Last December, the Office of the U.S. Trustee released a report of the disclosures received so far. In length, it is barely eight pages long, but in value, it provides Puerto Ricans with critical information they deserve. For example, the Trustee’s report reveals the difficulty they have faced in trying to obtain disclosures from McKinsey and Co. — the consulting giant that has raked in more than $100 million in fees while advising Puerto Rico’s government.

PRRADA was born out of reporting by the New York Times and other outlets that exposed how McKinsey had one arm of their operations advising the Fiscal Oversight Board while other arms of their operation held investments in Puerto Rico’s debt.
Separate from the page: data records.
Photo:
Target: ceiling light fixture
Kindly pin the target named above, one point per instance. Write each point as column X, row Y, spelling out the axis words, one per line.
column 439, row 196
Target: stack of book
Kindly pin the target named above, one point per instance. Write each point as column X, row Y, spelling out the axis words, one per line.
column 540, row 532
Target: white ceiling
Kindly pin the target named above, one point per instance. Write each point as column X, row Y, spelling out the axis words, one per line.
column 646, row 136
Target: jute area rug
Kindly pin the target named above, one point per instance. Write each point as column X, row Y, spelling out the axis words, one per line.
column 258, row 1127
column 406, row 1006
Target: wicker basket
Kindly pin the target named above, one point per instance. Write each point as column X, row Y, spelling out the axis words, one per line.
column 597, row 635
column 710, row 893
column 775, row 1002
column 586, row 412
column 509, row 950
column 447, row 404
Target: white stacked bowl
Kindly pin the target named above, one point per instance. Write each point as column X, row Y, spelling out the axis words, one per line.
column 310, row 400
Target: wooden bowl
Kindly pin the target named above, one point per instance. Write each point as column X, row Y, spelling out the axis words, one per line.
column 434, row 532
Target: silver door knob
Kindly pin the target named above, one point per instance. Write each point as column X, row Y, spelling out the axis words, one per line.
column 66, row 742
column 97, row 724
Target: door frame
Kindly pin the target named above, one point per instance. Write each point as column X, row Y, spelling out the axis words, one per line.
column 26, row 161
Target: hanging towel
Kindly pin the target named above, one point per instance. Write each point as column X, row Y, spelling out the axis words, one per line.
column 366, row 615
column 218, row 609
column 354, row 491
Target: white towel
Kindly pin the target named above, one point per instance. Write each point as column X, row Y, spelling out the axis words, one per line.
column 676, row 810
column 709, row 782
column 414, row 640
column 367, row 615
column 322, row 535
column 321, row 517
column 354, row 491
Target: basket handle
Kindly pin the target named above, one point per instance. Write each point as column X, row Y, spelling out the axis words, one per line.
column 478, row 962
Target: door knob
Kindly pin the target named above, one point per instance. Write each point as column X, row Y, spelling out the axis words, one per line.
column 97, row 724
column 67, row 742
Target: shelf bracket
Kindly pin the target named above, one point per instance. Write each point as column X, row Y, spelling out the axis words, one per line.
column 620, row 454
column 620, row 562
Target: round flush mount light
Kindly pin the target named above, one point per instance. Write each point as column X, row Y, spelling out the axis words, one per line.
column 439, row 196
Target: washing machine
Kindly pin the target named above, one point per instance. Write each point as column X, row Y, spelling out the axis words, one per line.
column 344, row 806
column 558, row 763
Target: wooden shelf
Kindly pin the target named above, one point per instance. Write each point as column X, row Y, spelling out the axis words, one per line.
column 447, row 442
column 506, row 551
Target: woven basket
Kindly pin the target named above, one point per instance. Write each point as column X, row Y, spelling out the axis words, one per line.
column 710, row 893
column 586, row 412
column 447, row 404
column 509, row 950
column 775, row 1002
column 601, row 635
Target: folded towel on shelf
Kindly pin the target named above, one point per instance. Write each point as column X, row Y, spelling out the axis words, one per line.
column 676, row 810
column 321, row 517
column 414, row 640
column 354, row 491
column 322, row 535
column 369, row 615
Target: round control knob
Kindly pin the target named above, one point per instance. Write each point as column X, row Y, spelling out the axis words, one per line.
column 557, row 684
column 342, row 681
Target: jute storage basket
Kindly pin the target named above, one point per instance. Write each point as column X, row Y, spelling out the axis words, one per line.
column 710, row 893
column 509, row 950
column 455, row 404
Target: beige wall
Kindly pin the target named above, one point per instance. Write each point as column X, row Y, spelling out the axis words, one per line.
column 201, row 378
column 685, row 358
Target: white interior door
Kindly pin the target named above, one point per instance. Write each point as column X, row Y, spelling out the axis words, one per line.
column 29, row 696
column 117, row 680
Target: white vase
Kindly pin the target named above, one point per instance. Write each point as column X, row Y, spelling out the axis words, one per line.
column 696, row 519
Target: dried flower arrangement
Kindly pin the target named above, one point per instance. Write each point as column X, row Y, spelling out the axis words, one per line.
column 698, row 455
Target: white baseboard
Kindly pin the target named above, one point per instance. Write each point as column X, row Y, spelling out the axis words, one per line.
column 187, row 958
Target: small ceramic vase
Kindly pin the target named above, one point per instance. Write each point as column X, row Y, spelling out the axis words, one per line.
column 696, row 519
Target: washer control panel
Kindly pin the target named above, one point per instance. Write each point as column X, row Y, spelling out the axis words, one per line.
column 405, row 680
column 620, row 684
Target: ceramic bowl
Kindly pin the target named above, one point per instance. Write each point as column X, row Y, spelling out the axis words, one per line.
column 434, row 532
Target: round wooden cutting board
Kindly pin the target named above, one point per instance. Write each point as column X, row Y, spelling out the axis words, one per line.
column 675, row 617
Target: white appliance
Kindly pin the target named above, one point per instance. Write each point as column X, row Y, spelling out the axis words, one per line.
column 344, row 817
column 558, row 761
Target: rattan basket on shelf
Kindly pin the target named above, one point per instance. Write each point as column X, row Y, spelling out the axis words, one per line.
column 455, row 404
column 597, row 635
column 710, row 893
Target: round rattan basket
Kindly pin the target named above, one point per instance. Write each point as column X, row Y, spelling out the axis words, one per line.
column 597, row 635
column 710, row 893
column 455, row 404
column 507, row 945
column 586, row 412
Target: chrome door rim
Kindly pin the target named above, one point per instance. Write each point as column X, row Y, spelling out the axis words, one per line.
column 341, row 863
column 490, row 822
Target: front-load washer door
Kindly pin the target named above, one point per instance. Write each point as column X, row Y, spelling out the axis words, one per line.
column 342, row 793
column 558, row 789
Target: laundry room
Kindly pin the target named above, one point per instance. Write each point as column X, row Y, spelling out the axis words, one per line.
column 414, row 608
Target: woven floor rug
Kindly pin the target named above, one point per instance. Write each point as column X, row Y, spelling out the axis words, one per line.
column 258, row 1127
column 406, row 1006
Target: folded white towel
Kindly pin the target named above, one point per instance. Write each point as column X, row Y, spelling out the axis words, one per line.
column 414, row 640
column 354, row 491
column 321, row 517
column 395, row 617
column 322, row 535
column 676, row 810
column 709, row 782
Specifically, their investment fund, MIO Partners, owned Puerto Rican bonds, worth millions of dollars, while at the same time, its consultants were helping determine how much those bonds would pay out to creditors.

Just over a year ago, MIO Partners paid an $18 million fine to settle an SEC investigation into insider trading risks, which the Office of the U.S. Trustee has pointed to when raising concerns about McKinsey’s conflicts of interest in Puerto Rico. This is in addition to the reports that McKinsey helped privatize Puerto Rico’s utility grid, awarding a lucrative contract to LUMA Energy — a company partially owned by a McKinsey client — while consistently leaving Puerto Rican residents and businesses without power.

McKinsey may be one of the more high-profile parties flagged by the U.S. Trustee, but it is not the only entity that has potentially run afoul of PRRADA’s disclosure requirements. It is our hope that the Department of Justice and the Office of the U.S. Trustee can continue to enforce PRRADA and hold accountable the entities that violate it. We owe these public servants our profound thanks for their diligent work to protect the integrity of Puerto Rico’s debt restructuring.

As we celebrate the anniversary of PRAADA’s enactment, our ultimate goal remains clear: the disclosure of every potential conflict of interest that jeopardizes the impartial debt restructuring process for the over three million residents of Puerto Rico. PRRADA was a long-overdue first step towards addressing one of the many inequalities Puerto Ricans face, but our work continues to end other discrepancies between the mainland and the island. Going forward, we are committed to finally affording the U.S. citizens of Puerto Rico the transparency and justice they deserve.